As the leprechaun prepares to attack Morty, Cody traps him inside the safe by tricking him into jumping through the dog door leading into the office. However, Morty then locks Cody in a supply closet and demands three wishes from the leprechaun, in keeping with the tradition. Morty first wishes for his pot of gold. The wish is vaguely granted, the pot of gold manifesting inside Morty's stomach. The leprechaun says that he can remove it if Morty uses his second wish to free him from the safe. The wish does nothing, and then the leprechaun tells Morty that he has to open the safe manually, which he does. For his third and final wish, Morty wishes for the gold to be removed, which the leprechaun grants by tearing open his stomach and killing him. Cody flees the closet, but is apprehended by the security guard, who accuses Cody of being behind all the murders. The leprechaun then runs over the security guard with a custom go-kart. He attempts to kill Cody, who discovers that possession of the gold makes it impossible for the leprechaun to harm him. The leprechaun disappears, and Cody grabs an iron rod and drives to the leprechaun’s lair. He then enters the lair in search of Bridget.

There, Cody frees Bridget. They attempt to escape the labyrinth-like cave, but get separated. Cody finds Bridget, who asks Cody to give her the coin. He complies and she is revealed to be the leprechaun in disguise. The real Bridget reappears and begs the leprechaun to spare Cody. However, the leprechaun forces Cody to stab himself with a cast-iron stake. Cody's death is a ruse (he knew of the trick), as he actually gave the leprechaun a chocolate coin. Still immune to harm, Cody stabs the leprechaun with the stake, causing him to combust. Cody and Bridget escape, discard the coin, and kiss.

== Release ==
In its U.S. opening weekend, the film played in 252 theaters and grossed $672,775. Its final domestic box office was $2.3 million.

== Reception ==
===Critical response===
Leprechaun 2 holds an approval rating of 6% on review aggregator website Rotten Tomatoes, based on 17 reviews.

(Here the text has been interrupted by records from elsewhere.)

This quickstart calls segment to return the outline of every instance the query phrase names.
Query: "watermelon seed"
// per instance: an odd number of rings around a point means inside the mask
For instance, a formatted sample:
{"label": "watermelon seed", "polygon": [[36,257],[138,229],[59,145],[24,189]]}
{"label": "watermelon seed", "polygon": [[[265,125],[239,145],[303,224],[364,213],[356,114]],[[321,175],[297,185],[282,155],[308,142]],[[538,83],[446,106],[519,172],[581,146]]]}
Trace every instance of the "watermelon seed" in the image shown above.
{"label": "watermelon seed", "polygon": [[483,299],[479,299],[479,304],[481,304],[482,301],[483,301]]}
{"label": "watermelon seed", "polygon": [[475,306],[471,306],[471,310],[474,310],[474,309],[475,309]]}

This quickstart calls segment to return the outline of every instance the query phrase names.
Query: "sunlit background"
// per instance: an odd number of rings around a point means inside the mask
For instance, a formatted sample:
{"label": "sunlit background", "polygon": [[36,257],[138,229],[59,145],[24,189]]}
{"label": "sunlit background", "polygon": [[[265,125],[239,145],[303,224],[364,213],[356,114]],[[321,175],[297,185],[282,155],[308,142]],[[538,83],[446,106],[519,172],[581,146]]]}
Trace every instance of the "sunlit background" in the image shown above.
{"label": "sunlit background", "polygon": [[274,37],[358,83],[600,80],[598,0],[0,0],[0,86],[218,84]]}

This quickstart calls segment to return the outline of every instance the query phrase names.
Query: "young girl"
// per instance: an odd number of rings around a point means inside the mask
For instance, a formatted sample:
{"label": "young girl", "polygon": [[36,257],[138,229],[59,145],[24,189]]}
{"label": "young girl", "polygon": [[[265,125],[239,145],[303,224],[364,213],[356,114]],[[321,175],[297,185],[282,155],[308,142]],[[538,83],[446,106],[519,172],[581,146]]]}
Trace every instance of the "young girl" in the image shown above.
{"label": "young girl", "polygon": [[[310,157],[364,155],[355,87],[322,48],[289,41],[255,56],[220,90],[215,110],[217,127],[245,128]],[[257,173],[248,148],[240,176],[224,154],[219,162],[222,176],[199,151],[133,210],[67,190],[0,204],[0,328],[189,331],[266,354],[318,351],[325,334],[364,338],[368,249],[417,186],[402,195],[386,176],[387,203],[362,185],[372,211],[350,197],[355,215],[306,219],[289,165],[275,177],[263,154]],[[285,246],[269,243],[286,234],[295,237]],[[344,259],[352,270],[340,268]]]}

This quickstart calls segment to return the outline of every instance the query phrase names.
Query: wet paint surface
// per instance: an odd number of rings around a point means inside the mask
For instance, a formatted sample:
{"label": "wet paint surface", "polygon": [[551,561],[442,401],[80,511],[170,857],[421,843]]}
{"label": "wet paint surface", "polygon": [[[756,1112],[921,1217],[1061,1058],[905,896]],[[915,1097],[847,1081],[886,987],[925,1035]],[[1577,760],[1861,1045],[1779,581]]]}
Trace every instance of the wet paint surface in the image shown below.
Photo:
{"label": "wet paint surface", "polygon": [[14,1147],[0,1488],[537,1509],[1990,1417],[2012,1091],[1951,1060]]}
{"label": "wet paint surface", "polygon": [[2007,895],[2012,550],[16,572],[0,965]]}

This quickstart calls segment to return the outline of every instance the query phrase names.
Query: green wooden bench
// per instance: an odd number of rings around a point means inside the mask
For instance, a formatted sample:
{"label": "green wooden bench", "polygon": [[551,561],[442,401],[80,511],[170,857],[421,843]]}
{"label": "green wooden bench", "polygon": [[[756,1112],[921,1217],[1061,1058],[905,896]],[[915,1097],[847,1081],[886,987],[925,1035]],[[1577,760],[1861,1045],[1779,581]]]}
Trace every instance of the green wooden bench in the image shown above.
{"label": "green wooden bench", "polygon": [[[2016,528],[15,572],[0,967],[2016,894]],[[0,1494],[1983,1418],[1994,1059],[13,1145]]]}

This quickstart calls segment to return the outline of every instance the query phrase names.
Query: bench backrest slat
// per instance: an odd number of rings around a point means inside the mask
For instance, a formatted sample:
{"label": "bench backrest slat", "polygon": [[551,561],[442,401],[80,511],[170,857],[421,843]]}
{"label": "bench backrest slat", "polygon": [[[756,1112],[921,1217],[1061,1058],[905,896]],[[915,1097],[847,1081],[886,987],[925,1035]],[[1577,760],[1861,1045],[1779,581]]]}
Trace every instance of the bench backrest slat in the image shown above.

Kevin Thomas of the Los Angeles Times wrote that it has better writing, production values, acting, and humor than the original. TV Guide stated that the film is an improvement over its predecessor, though "cynically contrived even by schlock horror standards". Marc Savlov of The Austin Chronicle critiqued that the film is a complete rehash of the original. Discussing the rationale for a Leprechaun sequel with Fangoria, Warwick Davis said, "Money's definitely the answer", alluding to a pay increase for his role as the titular villain.